Location-based services begin with where you are. Unfortunately, the biggest problem with location services is knowing where you are. When you’re at home, you know your Zip Code. If you’re in downtown Seattle, you may not know what intersection you’re at. But if you have a GPS-capable device (or some sort of assisted GPS system that provides the network with your approximate location based on your connection to the wireless service tower), the device knows your location and can help you participate in location-based services.
Mobile phones with GPS capabilities are out there. You can get a bunch of them from Sprint, Verizon, and even Helio. Yet the devices offered aren’t necessarily in mainstream hands. One device with a reasonable installed base is the BlackBerry 8800 offered by AT&T. (It appeals to business users because it lacks a camera, often banned in corporate environments.) Considering the success of the BlackBerry product, there’s now a decent base of GPS-capable customers ready for location-based services.
Last week, BlackBerry released a development guide for its GPS system and BlackBerry Maps application. With these instructions, independent developers can now gain access to a user’s location, then provide services that take into account where that user is. Standard functionality includes a map and directions for where you want to go. That’s an obvious one. But it also means software developers (and even brands) can develop useful software applications to help BlackBerry users find specific services. Need an ATM? Just click. Want a restaurant? Read the next paragraph.

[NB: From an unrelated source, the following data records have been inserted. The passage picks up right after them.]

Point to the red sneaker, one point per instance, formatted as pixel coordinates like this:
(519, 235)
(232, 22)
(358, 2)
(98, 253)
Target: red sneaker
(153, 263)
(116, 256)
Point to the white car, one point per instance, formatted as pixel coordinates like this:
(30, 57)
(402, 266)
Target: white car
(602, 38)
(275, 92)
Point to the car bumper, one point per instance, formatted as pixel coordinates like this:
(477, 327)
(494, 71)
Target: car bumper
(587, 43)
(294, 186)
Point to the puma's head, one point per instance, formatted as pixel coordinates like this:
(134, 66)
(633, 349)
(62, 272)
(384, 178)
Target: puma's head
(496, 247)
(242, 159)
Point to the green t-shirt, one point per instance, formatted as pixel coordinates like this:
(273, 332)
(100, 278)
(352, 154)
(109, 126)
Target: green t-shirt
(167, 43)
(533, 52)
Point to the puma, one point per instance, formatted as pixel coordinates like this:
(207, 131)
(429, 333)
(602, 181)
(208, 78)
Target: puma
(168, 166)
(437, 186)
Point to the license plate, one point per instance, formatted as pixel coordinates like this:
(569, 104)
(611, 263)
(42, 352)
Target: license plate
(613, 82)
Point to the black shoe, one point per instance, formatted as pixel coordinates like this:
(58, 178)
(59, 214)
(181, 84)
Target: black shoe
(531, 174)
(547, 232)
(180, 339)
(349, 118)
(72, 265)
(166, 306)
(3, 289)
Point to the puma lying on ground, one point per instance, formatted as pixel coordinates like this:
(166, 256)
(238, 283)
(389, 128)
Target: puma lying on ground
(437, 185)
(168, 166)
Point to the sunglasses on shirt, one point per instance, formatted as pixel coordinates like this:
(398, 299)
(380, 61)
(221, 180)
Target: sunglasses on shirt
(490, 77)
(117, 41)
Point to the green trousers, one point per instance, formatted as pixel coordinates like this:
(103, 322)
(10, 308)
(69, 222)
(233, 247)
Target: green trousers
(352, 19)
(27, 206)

Another great development was the release of Yelp.com’s API (define). APIs allow one program to speak with another. In Yelp’s case, developers can now leverage some of the popular consumer-generated media contained on Yelp and provide restaurant reviews based on the user’s current location.
While this type of application is a no-brainer (and it’s probably already been developed by the time you read this), it serves as an example of what it means for social media’s future. We’ve all used map data only to be disappointed to find a restaurant is no longer in business. People want fresh information, and they want it from reliable sources.
Location is the ultimate context. With GPS services, it only gets more exciting. People tend to find other people and their interests more appealing when they share an experience. In social media, wouldn’t it be more appealing to share your friends’ experiences of their favorite restaurants, photos, Twitter Tweets, and the like when you’ve been in similar locations or circumstances?
GPS devices won’t stop with the BlackBerry. Other devices, both mainstream and sophisticated, will leverage the shrinking costs of GPS technology and incorporate its capability. At the same time, social Web sites, Web services, blogs, and more will continue to provide outbound syndication capabilities, making customized and branded location-based services and applications a popular new form of mobile marketing.